Before he could go any further, his coach had him role-play each of the three situations. In listening to these role-plays, it was obvious that this advisor was nervous prospecting in affluent circles.  Yet, at this early stage of activity, his action of offering second opinions indicated that he was ready to master the necessary skills.   

This lingering recession, combined with the social nature of summer, provides an excellent opportunity for advisors to master the art of prospecting in affluent social circles.  Yet few advisors are even engaged in the activities, much less mastering the skills.

Why?

 “I don’t want to come across as a pushy salesman” is the most common refrain. In reality, most advisors are miles away from this persona.  The irony is that advisors who are overly fearful of being pushy wouldn’t come across as pushy if they tried.

Yet these role plays reminded me that when advisors finally muster the courage to prospect in affluent social circles, they often blow it by making one or more of the following five faux pas.  

1.     Talking too much.  And yes, this is often a case of nerves, talking to fill in the void, but it comes across poorly.  Advisors who talk too much typically talk about the markets, business, and themselves and their capabilities.  In social settings, talking too much is a surefire way for affluent prospects to avoid you.

Rainmakers listen­–typical advisors talk.  Become an active listener.

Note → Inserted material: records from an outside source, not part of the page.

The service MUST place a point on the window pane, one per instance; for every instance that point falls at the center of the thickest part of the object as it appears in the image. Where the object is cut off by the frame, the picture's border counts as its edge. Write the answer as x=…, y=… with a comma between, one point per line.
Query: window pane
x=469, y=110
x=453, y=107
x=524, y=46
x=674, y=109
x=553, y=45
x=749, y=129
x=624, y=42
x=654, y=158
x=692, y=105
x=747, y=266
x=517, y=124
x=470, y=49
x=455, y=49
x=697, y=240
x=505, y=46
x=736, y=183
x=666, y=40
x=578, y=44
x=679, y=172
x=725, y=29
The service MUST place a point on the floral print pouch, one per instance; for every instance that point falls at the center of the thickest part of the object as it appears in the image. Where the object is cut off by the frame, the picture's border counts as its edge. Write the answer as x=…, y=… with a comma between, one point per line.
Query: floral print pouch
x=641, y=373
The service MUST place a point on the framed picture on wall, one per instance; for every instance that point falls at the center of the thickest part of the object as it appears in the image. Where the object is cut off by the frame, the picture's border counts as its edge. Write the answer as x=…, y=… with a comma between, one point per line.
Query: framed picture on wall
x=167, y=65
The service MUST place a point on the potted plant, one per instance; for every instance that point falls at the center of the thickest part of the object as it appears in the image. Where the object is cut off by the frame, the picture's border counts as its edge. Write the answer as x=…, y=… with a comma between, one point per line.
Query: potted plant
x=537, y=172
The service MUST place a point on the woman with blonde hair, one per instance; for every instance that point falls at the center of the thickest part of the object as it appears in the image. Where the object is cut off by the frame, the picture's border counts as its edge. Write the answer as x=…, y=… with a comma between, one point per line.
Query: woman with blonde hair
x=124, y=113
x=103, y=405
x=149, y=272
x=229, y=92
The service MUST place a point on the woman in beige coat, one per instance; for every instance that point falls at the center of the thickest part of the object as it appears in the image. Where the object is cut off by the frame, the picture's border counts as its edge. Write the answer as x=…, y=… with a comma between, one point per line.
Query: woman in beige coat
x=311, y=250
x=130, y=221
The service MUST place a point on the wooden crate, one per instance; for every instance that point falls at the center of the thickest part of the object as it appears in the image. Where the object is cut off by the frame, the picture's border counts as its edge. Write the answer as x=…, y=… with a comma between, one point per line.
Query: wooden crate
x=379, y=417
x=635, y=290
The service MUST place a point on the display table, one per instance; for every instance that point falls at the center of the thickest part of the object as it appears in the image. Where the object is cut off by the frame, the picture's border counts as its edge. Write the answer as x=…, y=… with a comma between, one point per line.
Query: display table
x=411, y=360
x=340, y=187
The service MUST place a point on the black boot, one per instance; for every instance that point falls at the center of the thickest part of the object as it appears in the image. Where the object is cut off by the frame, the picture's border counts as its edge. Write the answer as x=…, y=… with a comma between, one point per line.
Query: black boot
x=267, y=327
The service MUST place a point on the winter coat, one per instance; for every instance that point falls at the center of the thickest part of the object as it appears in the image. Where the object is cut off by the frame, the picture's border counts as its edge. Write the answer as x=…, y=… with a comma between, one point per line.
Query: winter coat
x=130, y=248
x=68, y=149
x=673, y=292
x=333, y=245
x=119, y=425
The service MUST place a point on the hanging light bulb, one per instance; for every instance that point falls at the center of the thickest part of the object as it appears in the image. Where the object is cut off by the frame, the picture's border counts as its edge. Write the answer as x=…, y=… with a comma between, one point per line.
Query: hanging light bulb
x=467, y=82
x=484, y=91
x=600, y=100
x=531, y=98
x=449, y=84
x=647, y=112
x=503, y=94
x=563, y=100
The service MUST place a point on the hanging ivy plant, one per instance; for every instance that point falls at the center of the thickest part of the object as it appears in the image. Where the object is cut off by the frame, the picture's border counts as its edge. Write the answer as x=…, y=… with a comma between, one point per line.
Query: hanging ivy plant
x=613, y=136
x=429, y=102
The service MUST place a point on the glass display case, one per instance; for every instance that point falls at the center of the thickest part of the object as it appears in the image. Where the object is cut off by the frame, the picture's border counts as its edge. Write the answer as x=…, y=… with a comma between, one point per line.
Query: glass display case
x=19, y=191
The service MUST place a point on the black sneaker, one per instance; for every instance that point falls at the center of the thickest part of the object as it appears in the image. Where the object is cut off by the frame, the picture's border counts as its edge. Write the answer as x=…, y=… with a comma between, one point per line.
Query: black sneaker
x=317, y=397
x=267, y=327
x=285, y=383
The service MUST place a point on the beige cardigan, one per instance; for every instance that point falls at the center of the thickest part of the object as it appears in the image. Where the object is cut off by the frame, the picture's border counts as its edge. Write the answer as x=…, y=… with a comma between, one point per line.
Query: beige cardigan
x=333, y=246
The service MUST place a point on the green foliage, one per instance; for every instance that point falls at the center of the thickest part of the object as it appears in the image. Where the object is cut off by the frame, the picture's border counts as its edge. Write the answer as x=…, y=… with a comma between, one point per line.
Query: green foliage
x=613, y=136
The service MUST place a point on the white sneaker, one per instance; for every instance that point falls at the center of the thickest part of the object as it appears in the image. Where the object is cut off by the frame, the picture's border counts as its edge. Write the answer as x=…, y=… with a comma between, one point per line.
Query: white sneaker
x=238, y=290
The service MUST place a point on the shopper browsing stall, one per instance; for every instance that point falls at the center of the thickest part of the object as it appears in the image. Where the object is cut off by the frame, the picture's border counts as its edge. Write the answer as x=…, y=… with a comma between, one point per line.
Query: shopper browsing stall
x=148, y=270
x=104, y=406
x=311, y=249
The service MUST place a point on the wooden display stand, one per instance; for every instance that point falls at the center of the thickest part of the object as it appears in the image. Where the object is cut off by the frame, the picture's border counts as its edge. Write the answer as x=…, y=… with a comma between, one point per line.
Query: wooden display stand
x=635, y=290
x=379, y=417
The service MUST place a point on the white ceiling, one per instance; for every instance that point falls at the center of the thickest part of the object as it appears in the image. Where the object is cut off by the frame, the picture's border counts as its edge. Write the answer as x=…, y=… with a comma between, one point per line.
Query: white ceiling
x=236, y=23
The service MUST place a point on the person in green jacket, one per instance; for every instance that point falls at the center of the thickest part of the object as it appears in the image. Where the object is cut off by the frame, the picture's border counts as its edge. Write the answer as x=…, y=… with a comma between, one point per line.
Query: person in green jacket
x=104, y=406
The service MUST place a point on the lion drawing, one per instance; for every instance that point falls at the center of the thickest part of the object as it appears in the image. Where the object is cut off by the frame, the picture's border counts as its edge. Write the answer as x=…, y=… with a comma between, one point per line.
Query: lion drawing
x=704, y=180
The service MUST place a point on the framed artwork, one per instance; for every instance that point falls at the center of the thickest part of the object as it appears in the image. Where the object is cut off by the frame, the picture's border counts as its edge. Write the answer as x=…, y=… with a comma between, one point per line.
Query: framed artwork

2.      Failing to build a relationship.  Advisors must establish rapport before offering a second opinion, much less approaching someone about handling their finances. Recently my insurance agent came into our office to take me to lunch; he was introduced to two of my associates, and he offered his services while I was waiting in the hall.  Sales alert! My associates asked me about him and I explained that he’s honest, knowledgeable and so pushy that he runs off more business than he writes.  

Develop rapport–the less business you discuss, the more you get.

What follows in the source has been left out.